The US Department of Labor reported on Wednesday that the number of applicants for unemployment benefits last week fell to the lowest level in more than 52 years.
The total number of new applications is 199,000, a number that has not been seen since November 15, 1969, when the total number of claims was 197,000. The report easily exceeded the 260,000 points expected by Dow Jones, which was much lower than the 270,000 points of the previous week.
The Ministry of Labor did not point out any particular factors that led to the shocking decline, which may provide an important signal that the job market has been working hard to recover since the Covid-19 shock in March 2020.
The decline seems to be at least partly due to seasonal adjustments. The total number of unadjusted claims is 258,622, which is actually an increase of 7.6% from the previous week.
In other economic reports on Wednesday morning, GDP growth in the second quarter was slightly revised up to 2.1%, but it was lower than the expected 2.2%. In addition, durable goods orders fell by 0.5%, which was lower than expected growth of 0.2%.
As the number of weekly unemployment claims fell, the number of consecutive unemployment claims fell by 60,000 to 2.05 million. This is a new low during the pandemic and a strong signal that the labor market is clearly tightening.

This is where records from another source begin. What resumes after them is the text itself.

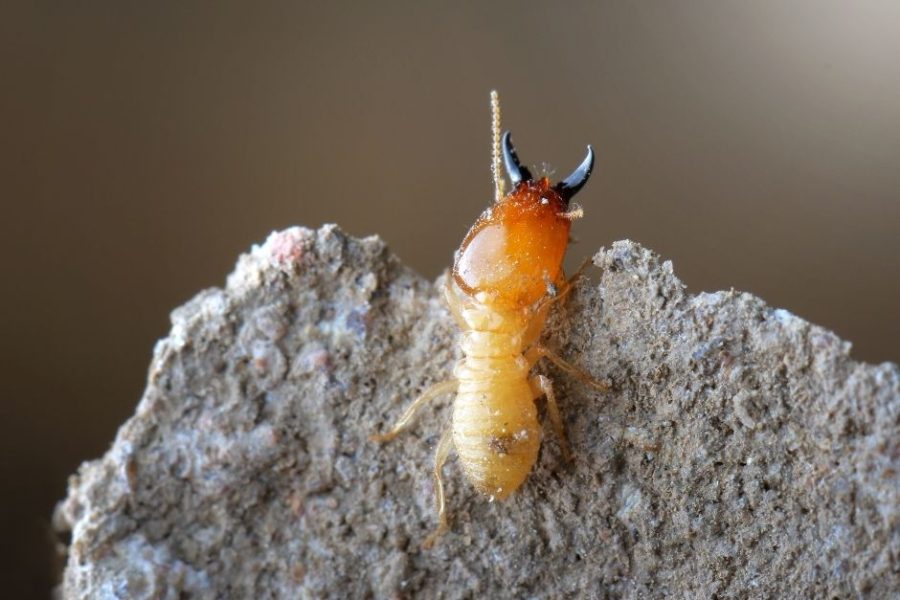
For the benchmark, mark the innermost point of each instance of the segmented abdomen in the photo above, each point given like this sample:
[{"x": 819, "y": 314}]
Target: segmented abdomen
[{"x": 495, "y": 428}]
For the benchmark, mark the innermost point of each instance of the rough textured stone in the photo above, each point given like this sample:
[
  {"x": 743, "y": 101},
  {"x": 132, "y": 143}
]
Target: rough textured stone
[{"x": 741, "y": 452}]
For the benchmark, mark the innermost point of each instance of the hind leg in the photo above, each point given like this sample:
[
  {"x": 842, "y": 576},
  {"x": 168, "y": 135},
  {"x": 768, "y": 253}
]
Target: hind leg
[
  {"x": 440, "y": 457},
  {"x": 542, "y": 386}
]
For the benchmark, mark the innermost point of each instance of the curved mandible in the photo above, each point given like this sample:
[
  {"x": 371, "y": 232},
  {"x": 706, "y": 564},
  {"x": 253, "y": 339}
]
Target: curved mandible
[
  {"x": 517, "y": 173},
  {"x": 570, "y": 186}
]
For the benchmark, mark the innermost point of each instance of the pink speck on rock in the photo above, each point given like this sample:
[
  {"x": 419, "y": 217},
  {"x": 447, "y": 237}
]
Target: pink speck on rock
[{"x": 287, "y": 247}]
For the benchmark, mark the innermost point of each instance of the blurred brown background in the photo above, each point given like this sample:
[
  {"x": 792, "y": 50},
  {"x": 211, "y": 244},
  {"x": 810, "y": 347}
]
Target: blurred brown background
[{"x": 145, "y": 146}]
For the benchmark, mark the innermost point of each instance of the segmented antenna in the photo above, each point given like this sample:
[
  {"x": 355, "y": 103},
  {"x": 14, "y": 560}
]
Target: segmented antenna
[{"x": 496, "y": 167}]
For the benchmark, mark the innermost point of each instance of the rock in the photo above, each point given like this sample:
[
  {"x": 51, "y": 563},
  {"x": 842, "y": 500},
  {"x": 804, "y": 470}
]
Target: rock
[{"x": 740, "y": 453}]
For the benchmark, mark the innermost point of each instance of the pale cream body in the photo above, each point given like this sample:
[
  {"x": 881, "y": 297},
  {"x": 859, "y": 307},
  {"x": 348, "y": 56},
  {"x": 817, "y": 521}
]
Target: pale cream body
[{"x": 495, "y": 427}]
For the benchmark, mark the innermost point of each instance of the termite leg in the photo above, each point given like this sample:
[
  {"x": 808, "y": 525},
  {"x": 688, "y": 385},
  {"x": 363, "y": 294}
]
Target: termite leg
[
  {"x": 440, "y": 457},
  {"x": 537, "y": 352},
  {"x": 438, "y": 389},
  {"x": 542, "y": 386}
]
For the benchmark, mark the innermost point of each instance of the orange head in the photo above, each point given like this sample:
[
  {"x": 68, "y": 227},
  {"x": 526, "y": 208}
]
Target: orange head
[{"x": 515, "y": 249}]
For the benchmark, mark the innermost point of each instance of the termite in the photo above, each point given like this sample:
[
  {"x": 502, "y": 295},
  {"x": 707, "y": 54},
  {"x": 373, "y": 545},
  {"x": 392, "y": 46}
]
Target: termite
[{"x": 506, "y": 276}]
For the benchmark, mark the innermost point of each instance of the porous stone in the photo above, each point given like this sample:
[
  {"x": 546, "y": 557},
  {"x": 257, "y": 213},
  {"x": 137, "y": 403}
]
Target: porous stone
[{"x": 740, "y": 453}]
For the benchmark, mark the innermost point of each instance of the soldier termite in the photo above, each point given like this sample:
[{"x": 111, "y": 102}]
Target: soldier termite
[{"x": 507, "y": 274}]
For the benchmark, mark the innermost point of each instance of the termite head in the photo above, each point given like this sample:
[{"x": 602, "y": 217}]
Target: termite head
[{"x": 515, "y": 249}]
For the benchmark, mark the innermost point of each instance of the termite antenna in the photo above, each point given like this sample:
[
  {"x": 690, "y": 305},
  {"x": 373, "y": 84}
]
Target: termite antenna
[{"x": 499, "y": 192}]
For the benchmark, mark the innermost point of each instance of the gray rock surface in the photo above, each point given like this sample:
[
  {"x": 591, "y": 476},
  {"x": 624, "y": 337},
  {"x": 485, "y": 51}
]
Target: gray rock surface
[{"x": 740, "y": 454}]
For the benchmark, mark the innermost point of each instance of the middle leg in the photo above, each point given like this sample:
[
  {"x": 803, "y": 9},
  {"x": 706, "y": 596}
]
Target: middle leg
[
  {"x": 537, "y": 352},
  {"x": 542, "y": 386},
  {"x": 438, "y": 389}
]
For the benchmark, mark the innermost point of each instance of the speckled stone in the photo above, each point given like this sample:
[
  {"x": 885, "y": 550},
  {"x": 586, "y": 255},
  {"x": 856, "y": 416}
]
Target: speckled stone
[{"x": 740, "y": 454}]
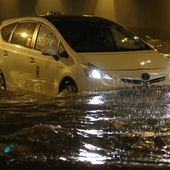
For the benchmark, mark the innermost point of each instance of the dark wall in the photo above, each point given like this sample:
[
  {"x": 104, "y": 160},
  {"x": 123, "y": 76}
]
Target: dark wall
[{"x": 144, "y": 17}]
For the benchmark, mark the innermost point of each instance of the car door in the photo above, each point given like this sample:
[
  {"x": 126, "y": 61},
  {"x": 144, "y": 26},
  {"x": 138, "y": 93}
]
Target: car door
[
  {"x": 42, "y": 69},
  {"x": 15, "y": 55}
]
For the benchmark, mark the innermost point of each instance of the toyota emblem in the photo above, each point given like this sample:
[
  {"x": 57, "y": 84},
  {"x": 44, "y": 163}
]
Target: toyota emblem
[{"x": 145, "y": 76}]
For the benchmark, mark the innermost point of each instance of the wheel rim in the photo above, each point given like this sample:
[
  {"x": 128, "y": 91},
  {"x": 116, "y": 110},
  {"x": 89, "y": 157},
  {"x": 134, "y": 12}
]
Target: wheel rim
[{"x": 69, "y": 90}]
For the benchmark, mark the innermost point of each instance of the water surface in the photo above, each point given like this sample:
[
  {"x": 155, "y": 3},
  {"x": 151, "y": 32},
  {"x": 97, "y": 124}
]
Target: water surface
[{"x": 121, "y": 129}]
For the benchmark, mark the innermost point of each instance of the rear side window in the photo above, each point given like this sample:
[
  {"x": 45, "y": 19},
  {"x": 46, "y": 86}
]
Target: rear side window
[
  {"x": 45, "y": 38},
  {"x": 23, "y": 33},
  {"x": 7, "y": 30}
]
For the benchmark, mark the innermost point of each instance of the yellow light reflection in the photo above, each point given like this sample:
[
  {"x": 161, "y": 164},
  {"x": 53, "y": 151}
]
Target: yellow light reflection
[
  {"x": 93, "y": 158},
  {"x": 96, "y": 100},
  {"x": 24, "y": 34},
  {"x": 145, "y": 62}
]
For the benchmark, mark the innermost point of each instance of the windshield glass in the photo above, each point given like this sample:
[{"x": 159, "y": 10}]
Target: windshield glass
[{"x": 100, "y": 38}]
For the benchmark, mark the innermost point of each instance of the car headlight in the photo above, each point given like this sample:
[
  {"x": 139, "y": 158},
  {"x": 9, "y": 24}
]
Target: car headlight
[{"x": 95, "y": 72}]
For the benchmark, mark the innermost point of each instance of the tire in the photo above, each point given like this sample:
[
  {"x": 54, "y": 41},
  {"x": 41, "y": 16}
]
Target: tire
[
  {"x": 2, "y": 82},
  {"x": 68, "y": 88}
]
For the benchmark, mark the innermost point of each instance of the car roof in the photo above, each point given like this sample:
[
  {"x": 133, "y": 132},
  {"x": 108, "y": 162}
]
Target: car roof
[{"x": 62, "y": 20}]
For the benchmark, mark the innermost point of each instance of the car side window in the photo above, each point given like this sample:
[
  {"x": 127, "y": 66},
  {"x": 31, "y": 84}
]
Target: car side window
[
  {"x": 45, "y": 38},
  {"x": 23, "y": 33},
  {"x": 7, "y": 30}
]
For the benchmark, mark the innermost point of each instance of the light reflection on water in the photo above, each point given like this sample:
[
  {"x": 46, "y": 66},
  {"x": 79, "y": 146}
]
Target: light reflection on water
[{"x": 126, "y": 128}]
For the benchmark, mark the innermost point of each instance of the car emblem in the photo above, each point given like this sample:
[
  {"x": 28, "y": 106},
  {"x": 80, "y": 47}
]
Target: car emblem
[{"x": 145, "y": 76}]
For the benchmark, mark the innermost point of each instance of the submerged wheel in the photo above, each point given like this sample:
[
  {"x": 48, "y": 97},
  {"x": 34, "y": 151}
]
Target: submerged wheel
[
  {"x": 68, "y": 88},
  {"x": 2, "y": 82}
]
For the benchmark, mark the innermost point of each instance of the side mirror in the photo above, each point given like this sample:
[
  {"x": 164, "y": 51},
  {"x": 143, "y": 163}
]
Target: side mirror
[
  {"x": 51, "y": 51},
  {"x": 64, "y": 54}
]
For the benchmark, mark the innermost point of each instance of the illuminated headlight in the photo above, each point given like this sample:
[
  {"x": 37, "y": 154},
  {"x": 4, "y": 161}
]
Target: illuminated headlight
[{"x": 95, "y": 73}]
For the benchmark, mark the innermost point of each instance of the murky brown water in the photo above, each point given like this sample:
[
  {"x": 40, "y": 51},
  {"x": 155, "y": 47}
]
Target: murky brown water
[{"x": 121, "y": 129}]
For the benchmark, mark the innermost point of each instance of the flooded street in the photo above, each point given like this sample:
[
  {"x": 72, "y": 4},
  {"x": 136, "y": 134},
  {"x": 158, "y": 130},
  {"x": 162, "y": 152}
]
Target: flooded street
[{"x": 121, "y": 129}]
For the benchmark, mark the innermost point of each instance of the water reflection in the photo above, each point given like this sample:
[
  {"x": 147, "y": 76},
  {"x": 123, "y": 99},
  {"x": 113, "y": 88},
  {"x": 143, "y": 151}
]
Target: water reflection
[{"x": 124, "y": 129}]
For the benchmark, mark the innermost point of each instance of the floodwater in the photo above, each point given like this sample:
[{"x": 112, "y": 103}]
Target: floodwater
[{"x": 120, "y": 129}]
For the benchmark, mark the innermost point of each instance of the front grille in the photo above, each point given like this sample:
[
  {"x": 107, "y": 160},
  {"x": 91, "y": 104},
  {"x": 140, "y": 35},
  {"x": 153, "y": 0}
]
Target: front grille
[{"x": 142, "y": 81}]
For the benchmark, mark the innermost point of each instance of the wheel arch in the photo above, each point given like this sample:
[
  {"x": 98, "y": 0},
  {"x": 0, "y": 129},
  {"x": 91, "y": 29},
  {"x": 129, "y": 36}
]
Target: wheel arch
[{"x": 65, "y": 81}]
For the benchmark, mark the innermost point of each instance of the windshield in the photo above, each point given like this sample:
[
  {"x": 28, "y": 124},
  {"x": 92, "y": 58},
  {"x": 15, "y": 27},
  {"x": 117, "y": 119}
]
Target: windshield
[{"x": 100, "y": 38}]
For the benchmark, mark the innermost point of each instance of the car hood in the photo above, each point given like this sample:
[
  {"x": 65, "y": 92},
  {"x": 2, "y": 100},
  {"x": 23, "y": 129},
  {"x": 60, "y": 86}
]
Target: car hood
[{"x": 127, "y": 60}]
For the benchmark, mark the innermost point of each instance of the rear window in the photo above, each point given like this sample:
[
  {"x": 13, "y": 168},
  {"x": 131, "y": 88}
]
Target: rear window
[{"x": 23, "y": 33}]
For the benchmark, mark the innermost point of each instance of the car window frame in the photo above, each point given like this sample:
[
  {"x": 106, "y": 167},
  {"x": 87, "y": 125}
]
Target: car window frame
[
  {"x": 33, "y": 35},
  {"x": 36, "y": 35}
]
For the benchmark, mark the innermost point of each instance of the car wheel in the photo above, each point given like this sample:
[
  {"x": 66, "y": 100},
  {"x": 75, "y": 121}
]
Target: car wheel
[
  {"x": 68, "y": 88},
  {"x": 2, "y": 82}
]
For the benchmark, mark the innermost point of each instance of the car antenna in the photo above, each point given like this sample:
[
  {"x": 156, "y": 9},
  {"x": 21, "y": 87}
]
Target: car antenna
[{"x": 34, "y": 12}]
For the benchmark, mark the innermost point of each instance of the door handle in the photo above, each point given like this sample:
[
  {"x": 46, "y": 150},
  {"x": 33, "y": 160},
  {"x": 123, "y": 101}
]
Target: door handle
[
  {"x": 31, "y": 60},
  {"x": 5, "y": 53}
]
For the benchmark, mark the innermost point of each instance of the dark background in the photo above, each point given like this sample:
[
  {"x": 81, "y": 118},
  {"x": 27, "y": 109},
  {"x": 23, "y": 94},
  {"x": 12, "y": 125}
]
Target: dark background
[{"x": 144, "y": 17}]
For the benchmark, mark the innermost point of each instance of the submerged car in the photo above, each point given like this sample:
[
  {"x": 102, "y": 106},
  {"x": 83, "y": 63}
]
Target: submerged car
[{"x": 68, "y": 54}]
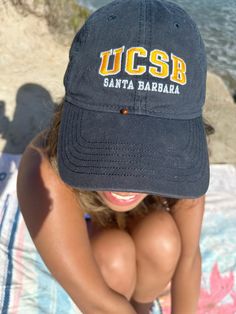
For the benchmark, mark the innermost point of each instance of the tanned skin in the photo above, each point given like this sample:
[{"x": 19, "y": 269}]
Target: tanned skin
[{"x": 110, "y": 271}]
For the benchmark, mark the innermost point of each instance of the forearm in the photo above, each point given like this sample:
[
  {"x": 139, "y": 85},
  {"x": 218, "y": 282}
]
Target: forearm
[
  {"x": 112, "y": 304},
  {"x": 186, "y": 285}
]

According to data as of November 6, the number of people receiving benefits under all plans has fallen sharply, dropping by 752,390 people to 2.43 million.
The data comes as inflation in the United States is soaring at the fastest rate in 30 years. As manufacturers and service providers meet the ever-increasing demand, port and supply chain blockages are the main factors leading to price increases.
The decline in the number of initial claims for unemployment benefits each week may attract the attention of Fed policymakers. Although the job market has steadily improved, they still maintain crisis-level policies.
Although the Fed has stated that it will gradually reduce its monthly bond purchases, the market is closely watching when the central bank may start raising interest rates. According to the Chicago Mercantile Exchange’s FedWatch tracker, although officials have indicated that interest rates may be raised once in 2022, traders now say that the probability of three interest rate hikes next year is about 61%.
After the report was released, government bond yields rose, and Wall Street Prepare for negative opening In stock.
While the number of jobless claims has fallen, there are also signs that the summer economy will grow faster than originally expected, although not as fast as Wall Street expected.
According to data from the US Department of Commerce, GDP, the total amount of all goods and services produced, increased by one-tenth of a percentage point from the initial estimate of 2%, mainly due to the upward revision of consumer purchases and private inventory investment.
The report also saw that the increase in wages and salaries has been substantially revised, an increase of 301.1 billion US dollars, an increase of more than 50% from the original estimate.
Finally, another report showed that durable goods orders fell for the second consecutive month.
However, excluding transportation, durable goods orders increased by 0.5%, and excluding defense, they increased by 0.8%.
New orders for non-defense capital goods representing commercial investments fell 1.2% this month. However, shipments, outstanding orders and inventory have all increased.